Por Fábio Andrade (*) | 30/03/2011 14:55

Araguari, 1937. Os irmãos Sebastião Naves, de 32 anos de idade e Joaquim Naves, com 25, eram simplórios trabalhadores que comerciavam bens de consumo, como cereais.

Joaquim Naves era sócio de Benedito Caetano. Este havia adquirido grande quantidade de arroz, trazendo-o para Araguari, onde vende o carregamento por expressiva quantia. Na madrugada de 29 de Novembro de 1937, Benedito desaparece do Araguari, levando consigo o dinheiro da venda do arroz. Os irmãos Naves, constatando o desaparecimento, sabendo que aquele estava de posse de vultosa quantia em dinheiro, comunicam o fato à polícia, que incontinenti dá início às investigações.

O caso é atribuído ao Delegado de Polícia Francisco Vieira dos Santos, sendo ele o protagonista do maior erro judiciário da história brasileira. Militar determinado e austero (era Tenente), o Delegado, no início das investigações, formula a convicção de que os irmãos Naves seriam os responsáveis pela morte de Benedito. A partir daí, segue-se uma trágica, prolongada e repugnante trajetória na vida dos irmãos Naves e de seus familiares.

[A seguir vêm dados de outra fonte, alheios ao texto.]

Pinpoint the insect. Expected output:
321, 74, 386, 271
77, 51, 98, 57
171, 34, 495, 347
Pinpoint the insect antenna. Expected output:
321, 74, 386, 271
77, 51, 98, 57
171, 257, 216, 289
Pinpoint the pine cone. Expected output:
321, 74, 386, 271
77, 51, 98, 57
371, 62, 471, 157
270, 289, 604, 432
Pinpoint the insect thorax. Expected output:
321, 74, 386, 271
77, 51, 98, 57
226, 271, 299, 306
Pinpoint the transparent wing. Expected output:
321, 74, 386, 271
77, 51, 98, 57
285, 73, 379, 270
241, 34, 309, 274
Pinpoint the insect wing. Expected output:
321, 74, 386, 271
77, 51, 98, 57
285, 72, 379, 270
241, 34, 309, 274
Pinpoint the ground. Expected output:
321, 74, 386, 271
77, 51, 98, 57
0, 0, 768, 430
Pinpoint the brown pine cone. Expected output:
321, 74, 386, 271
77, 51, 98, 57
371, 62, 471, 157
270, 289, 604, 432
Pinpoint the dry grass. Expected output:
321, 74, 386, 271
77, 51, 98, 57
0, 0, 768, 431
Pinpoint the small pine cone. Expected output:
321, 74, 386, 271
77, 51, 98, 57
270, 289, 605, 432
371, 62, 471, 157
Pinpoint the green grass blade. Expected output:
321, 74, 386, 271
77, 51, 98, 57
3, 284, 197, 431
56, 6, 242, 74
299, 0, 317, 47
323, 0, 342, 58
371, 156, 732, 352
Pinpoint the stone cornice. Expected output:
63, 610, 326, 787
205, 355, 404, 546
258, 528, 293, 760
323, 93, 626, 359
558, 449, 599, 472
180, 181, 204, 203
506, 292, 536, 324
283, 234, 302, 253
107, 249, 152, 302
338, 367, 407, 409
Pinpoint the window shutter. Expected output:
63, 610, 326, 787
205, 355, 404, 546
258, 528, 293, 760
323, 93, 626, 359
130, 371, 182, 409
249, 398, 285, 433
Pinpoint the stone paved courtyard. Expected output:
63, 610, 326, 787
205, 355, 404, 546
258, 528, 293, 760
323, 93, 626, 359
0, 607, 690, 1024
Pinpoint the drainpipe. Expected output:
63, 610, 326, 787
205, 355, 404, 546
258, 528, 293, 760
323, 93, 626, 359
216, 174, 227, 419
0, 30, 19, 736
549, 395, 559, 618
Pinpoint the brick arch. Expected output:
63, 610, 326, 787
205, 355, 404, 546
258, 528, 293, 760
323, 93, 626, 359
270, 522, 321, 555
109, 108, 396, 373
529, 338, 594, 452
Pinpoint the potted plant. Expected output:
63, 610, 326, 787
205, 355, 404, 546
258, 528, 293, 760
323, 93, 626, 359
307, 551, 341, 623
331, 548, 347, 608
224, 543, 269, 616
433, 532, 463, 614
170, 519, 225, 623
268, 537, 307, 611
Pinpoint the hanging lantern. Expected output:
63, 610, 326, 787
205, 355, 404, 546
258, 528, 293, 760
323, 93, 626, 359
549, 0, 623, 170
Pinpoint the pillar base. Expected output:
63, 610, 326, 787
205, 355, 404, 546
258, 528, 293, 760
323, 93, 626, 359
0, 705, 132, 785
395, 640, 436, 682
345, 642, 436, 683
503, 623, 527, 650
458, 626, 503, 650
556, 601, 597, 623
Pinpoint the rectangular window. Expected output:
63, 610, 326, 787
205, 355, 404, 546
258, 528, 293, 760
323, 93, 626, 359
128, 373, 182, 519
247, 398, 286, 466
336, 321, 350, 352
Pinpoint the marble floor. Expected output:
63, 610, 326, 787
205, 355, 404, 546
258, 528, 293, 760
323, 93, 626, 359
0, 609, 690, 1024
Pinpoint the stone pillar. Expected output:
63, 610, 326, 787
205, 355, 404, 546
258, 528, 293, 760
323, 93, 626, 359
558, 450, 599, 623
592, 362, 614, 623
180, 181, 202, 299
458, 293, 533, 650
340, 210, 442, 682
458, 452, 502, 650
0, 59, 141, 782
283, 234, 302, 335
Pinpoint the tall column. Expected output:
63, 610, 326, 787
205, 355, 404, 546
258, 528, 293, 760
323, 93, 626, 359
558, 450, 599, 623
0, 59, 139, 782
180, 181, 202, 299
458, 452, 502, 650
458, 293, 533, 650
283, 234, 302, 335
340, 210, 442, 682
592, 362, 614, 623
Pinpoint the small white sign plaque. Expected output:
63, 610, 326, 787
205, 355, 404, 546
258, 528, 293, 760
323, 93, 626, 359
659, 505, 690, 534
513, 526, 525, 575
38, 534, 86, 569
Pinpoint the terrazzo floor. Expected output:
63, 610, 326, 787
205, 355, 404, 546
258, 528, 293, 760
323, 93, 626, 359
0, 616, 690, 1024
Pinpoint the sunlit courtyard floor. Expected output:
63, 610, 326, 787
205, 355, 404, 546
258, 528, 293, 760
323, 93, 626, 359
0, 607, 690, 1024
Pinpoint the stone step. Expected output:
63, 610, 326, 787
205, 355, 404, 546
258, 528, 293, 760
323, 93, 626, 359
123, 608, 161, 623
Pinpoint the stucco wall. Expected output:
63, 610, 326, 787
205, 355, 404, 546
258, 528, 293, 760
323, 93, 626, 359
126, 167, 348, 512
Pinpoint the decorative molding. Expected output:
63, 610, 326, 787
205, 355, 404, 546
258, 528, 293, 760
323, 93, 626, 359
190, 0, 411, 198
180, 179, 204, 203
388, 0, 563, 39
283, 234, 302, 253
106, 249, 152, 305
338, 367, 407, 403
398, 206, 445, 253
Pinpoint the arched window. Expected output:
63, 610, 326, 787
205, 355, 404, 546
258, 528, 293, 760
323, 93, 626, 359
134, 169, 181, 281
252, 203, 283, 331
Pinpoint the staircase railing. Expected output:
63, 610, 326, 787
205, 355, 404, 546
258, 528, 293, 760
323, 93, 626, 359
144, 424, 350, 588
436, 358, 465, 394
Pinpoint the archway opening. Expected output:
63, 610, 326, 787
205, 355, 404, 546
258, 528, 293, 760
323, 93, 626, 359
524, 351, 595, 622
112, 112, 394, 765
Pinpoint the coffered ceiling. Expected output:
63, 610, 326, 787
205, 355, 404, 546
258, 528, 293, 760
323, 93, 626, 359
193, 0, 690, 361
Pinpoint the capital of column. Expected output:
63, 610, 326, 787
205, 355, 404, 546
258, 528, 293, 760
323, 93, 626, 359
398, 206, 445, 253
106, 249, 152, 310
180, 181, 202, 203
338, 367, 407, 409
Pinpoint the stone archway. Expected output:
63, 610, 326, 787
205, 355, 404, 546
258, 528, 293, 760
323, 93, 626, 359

A perversidade do Tenente Francisco se estendeu aos familiares dos indiciados, sendo a esposa e até mesmo a genitora deles covardemente torturadas, sofrendo ameaças de estupro, caso não concordassem em acusar os maridos e os filhos.

A defesa dos irmãos ficou a cargo do advogado João Alamy Filho, que jamais desistiu de provar a inocência de seus clientes, ingressando com os mais diversos recursos jurídicos disponíveis, na tentativa de provar às autoridades o equívoco em que incorriam.

Iniciado o processo, sob as constantes ameaças do Tenente Francisco, os irmãos Naves são pronunciados para serem levados ao Tribunal do Júri, sob a acusação de serem os autores do latrocínio de Benedito Caetano, ao passo que a mãe dos irmãos, D. Ana Rosa Naves, é impronunciada.

Na sessão de julgamento, começa a surgir a verdade, com a retratação das confissões extorquidas na fase policial e, principalmente, com o depoimento de outros presos que testemunharam as seguidas e infindáveis sevícias sofridas pelos acusados na Delegacia de Polícia.

Dos sete jurados, seis votam pela absolvição dos irmãos Naves. A promotoria, exercendo seu vezo acusatório, recorre ao Tribunal de Justiça, que anula o julgamento, por considerar nula a quesitação.

Realizado novo julgamento, o veredicto anterior se confirma: 6 a 1 pela absolvição. Quando parecia que o infortúnio dos irmãos Naves chegaria ao fim, o Tribunal de Justiça resolve alterar o veredicto (o que era possível, pois no regime ditatorial da Carta de 1937 não havia a soberania do Júri), condenando os irmãos a cumprirem 25 anos e 6 meses de reclusão, reduzidos, após a primeira revisão criminal, para 16 anos. Cumpridos 8 anos e 3 meses da pena, os irmãos obtêm livramento condicional, por bom comportamento, em agosto e 1946.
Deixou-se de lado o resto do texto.